First, as Stacey so aptly put it last week, Advent reminds that the One we long for is already here. There is a tension at play between God’s kingdom already here and God’s kingdom still to come. God’s kingdom is alive and well in Haiti. Indeed, despite the general poverty of resources and circumstances, the faith of the people of Haiti is deep and abiding. I saw dozens of signs that said “Merci Jesus” on them. Thank you, Jesus! For what, you might ask? For life. For love. For family. For the same things you and I thank Jesus for. That’s the “already” of the kingdom. The “not yet” is still breaking in: it’s in the teachers sweltering at blackboards with 50 students clamoring for attention; it’s in the mother painstakingly washing the uniform each night so it is immaculate again in the morning; it’s in the hungry yet smiling faces of those children who are Haiti’s future, whom we are helping to educate.

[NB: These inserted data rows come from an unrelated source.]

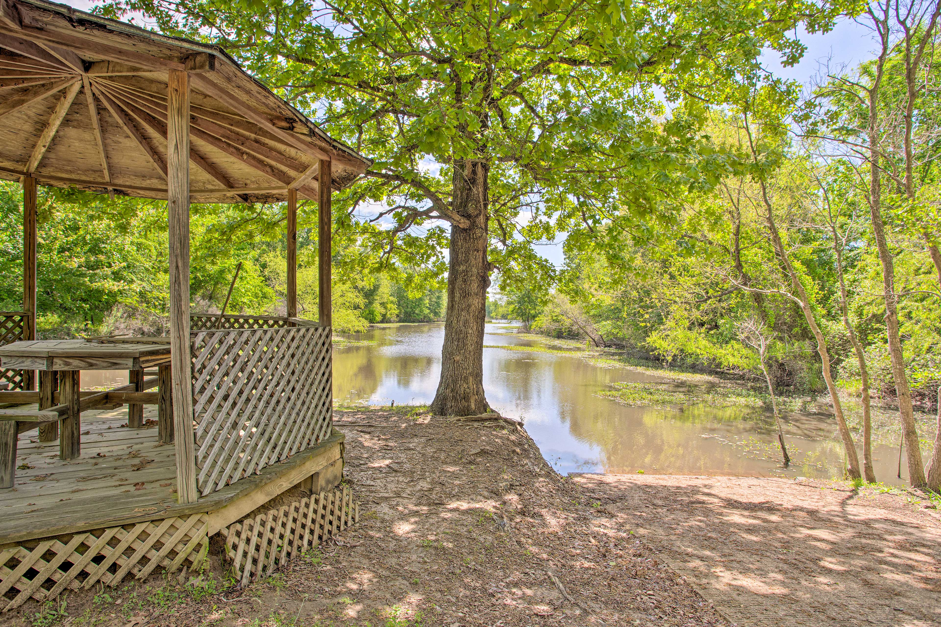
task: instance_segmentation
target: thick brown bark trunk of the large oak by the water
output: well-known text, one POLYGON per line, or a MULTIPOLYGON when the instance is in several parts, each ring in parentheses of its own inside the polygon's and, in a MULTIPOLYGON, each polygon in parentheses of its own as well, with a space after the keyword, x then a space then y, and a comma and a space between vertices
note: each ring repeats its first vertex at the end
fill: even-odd
POLYGON ((480 415, 484 396, 484 322, 492 266, 486 259, 487 198, 484 161, 455 164, 452 209, 470 220, 451 227, 448 306, 441 349, 441 378, 431 403, 436 415, 480 415))

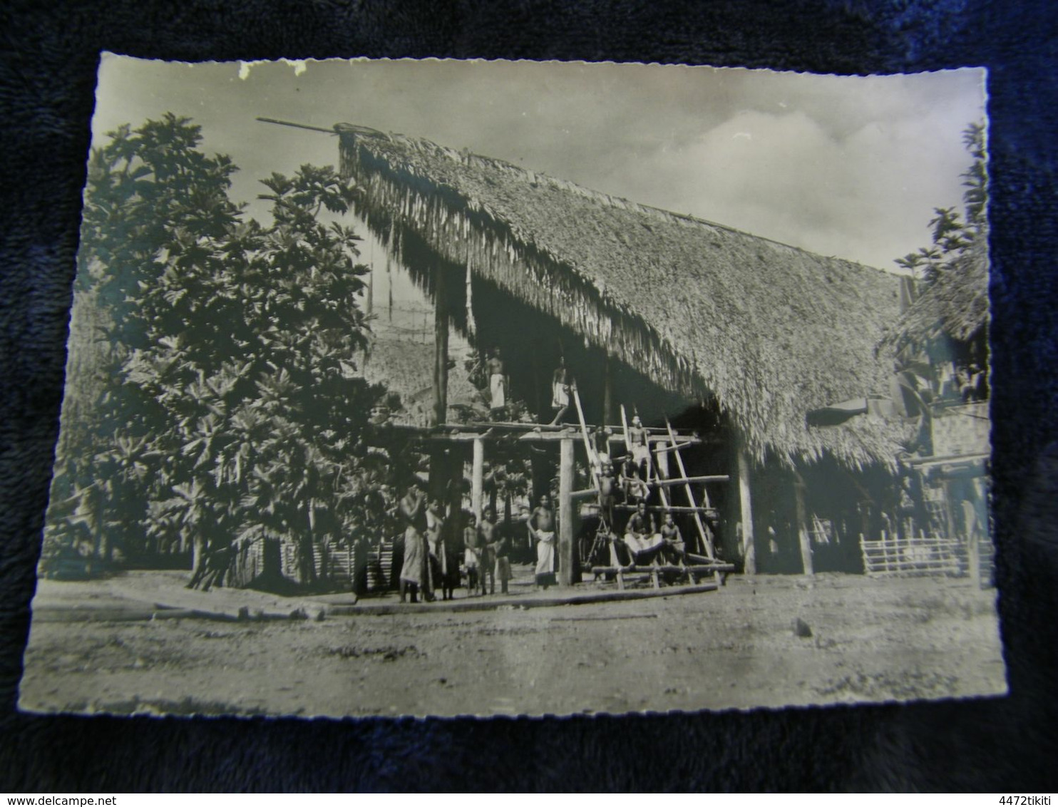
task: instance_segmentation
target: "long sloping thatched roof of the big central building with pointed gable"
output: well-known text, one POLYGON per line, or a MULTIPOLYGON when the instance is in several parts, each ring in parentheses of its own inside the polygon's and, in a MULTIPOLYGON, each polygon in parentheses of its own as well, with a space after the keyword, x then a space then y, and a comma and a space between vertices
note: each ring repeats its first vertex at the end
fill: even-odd
POLYGON ((358 214, 390 249, 415 237, 662 387, 715 396, 761 460, 893 463, 899 424, 814 428, 805 415, 888 391, 874 348, 899 314, 895 276, 428 141, 334 128, 358 214))

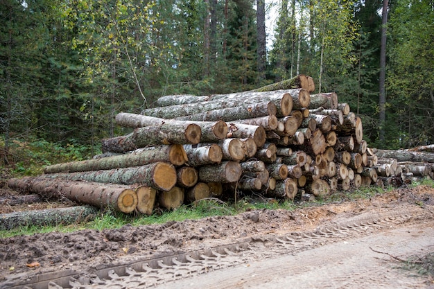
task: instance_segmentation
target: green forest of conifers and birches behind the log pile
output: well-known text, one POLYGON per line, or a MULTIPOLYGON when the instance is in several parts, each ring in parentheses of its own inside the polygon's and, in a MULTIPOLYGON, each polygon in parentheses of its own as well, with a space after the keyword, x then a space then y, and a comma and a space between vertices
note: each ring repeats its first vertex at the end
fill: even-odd
POLYGON ((96 155, 119 112, 298 74, 370 147, 434 143, 433 44, 433 0, 0 0, 0 164, 23 143, 96 155))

Second, Advent teaches us to focus on a particular spot at a particular time on a particular person. The particularity of Jesus’ Incarnation is what we are getting ready for. God came to us in all the particularity of a precious human life, born in a place that could easily have been fenced with a tarp from USAID. Because of this Incarnation, Jesus had a chance to meet people in a way God couldn’t — eye to eye, touching, embracing, walking with, eating with…dying for. When you start to get overwhelmed by the needs of the world, return to Advent. Walk with Mary and Joseph to that starlit stable in Bethlehem and witness the birth of grace and love. See Christ embodied in his own peculiar humanness. Then go back to the needs of this world. Don’t be overwhelmed by the sheer quantity. Instead, do what God did in the Incarnation: pick a place; pick a person. Be present there. Form a partnership there. Form relationships there in that singular place. Find Christ in that person. And be an incarnation of Christ to that person.
That’s what we’re doing in the partnership between St. Mark’s Church and St. Luc School. It’s an Advent partnership: already begun but never quite finished. It’s also a Christmas partnership, because in that little school off a dirt road in the boondocks of the poorest country in the western hemisphere, we incarnate Christ for each other. Thanks be to God.